Autry got the idea for the song after riding his horse in the 1946 Santa Claus Lane Parade (now the Hollywood Christmas Parade) in Los Angeles, during which crowds of spectators chanted, "Here comes Santa Claus". Autry's lyrics combined two veins of the Christmas tradition, the mythology of Santa Claus and the Christian origin of the holiday (most explicitly in its mention of the nativity promise of "peace on Earth" to those who "follow the light"). A demo recording was made by singer/guitarist Johnny Bond, whose recording made use of ice cubes to mimic the sound of jingling sleigh bells. This inspired the use of real sleigh bells in Autry's own recording of the song.

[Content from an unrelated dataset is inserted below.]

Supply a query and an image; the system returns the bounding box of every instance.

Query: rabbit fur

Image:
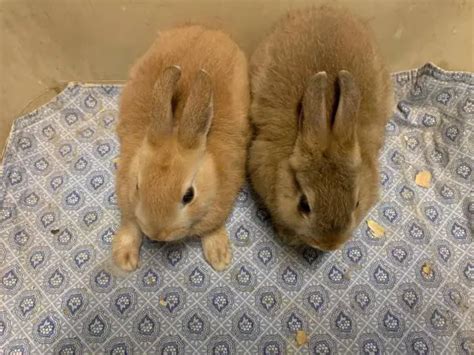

Autry first recorded the song on August 28, 1947; released as a single by Columbia Records, It became a No. 5 country and No. 9 pop hit. Autry performed the song in his 1949 movie The Cowboy and the Indians. He re-recorded it again in 1953 for Columbia, and once more in 1957 for his own Challenge Records label, which released it on more than one album that year.

Other artists to record the song include Doris Day (1949), Bing Crosby and the Andrews Sisters (recorded May 10, 1949), Elvis Presley (1957), the Ray Conniff Singers (1959), Keely Smith (1960), David Seville and His Chipmunks (1961), Bob B. Soxx & the Blue Jeans (1963), Hank Thompson (1964), in excerpt by The Beach Boys as part of their song "Child of Winter" (1974), Willie Nelson (1979), Glen Campbell, RuPaul, The Wiggles (1997), Billy Idol (2006), Bob Dylan (2009), Mariah Carey (2010), Chicago (2011), the Glee cast (2013), Anna Kendrick (2015), Pentatonix (2018), and Seth MacFarlane and Elizabeth Gillies (2023). In 1988, "Here Comes Santa Claus" was featured in Very Merry Christmas Songs which is part of the Disney Sing Along Songs collection. The song was also featured prominently in the popular 1989 Christmas movie National Lampoon's Christmas Vacation during the climax towards the end of the film. The version of the song used was Autry's 1957 Challenge Records recording.

==Chart performance==
===Gene Autry version===

1948 weekly chart performance for "Here Comes Santa Claus"
| Chart (1948) | Peak position |
|---|---|
| US Billboard Hot Country Singles | 5 |
| US Billboard Best Sellers in Stores | 9 |

2018–2026 weekly chart performance for "Here Comes Santa Claus"
| Chart (2018–2026) | Peak position |
|---|---|
| Canada Hot 100 (Billboard) | 35 |
| Global 200 (Billboard) | 42 |
| Greece International Streaming (IFPI) | 88 |
| Ireland (IRMA) | 77 |
| Latvia Streaming (DigiTop100) | 85 |
| Lithuania (AGATA) | 100 |
| Netherlands (Single Top 100) | 94 |
| Portugal (AFP) | 181 |
| Switzerland (Schweizer Hitparade) | 63 |
| UK Singles (Official Charts) | 89 |
| US Billboard Hot 100 | 21 |
| US Rolling Stone Top 100 | 22 |

===Elvis Presley version===

2022–2023 weekly chart performance for "Here Comes Santa Claus" by Elvis Presley
| Chart (2022–2024) | Peak position |
|---|---|
| Global 200 (Billboard) | 104 |
| Netherlands (Single Top 100) | 67 |
| UK Streaming Chart (OCC) | 86 |

===Frank Sinatra version===

2023 weekly chart performance for "Here Comes Santa Claus" by Frank Sinatra
| Chart (2023) | Peak position |
|---|---|
| Sweden (Sverigetopplistan) | 89 |

===Doris Day version===
====Decade-end charts====

20s Decade-end chart performance
| Chart (2025–2026) | Position |
|---|---|
| Russia Streaming (TopHit) | 152 |

==Certifications==
===Elvis Presley version===

| Region | Certification | Certified units/sales |
| United Kingdom (BPI) | Silver | 200,000^{‡} |
^{‡} Sales+streaming figures based on certification alone.

===Gene Autry version===

| Region | Certification | Certified units/sales |
| United Kingdom (BPI) | Silver | 200,000^{‡} |
^{‡} Sales+streaming figures based on certification alone.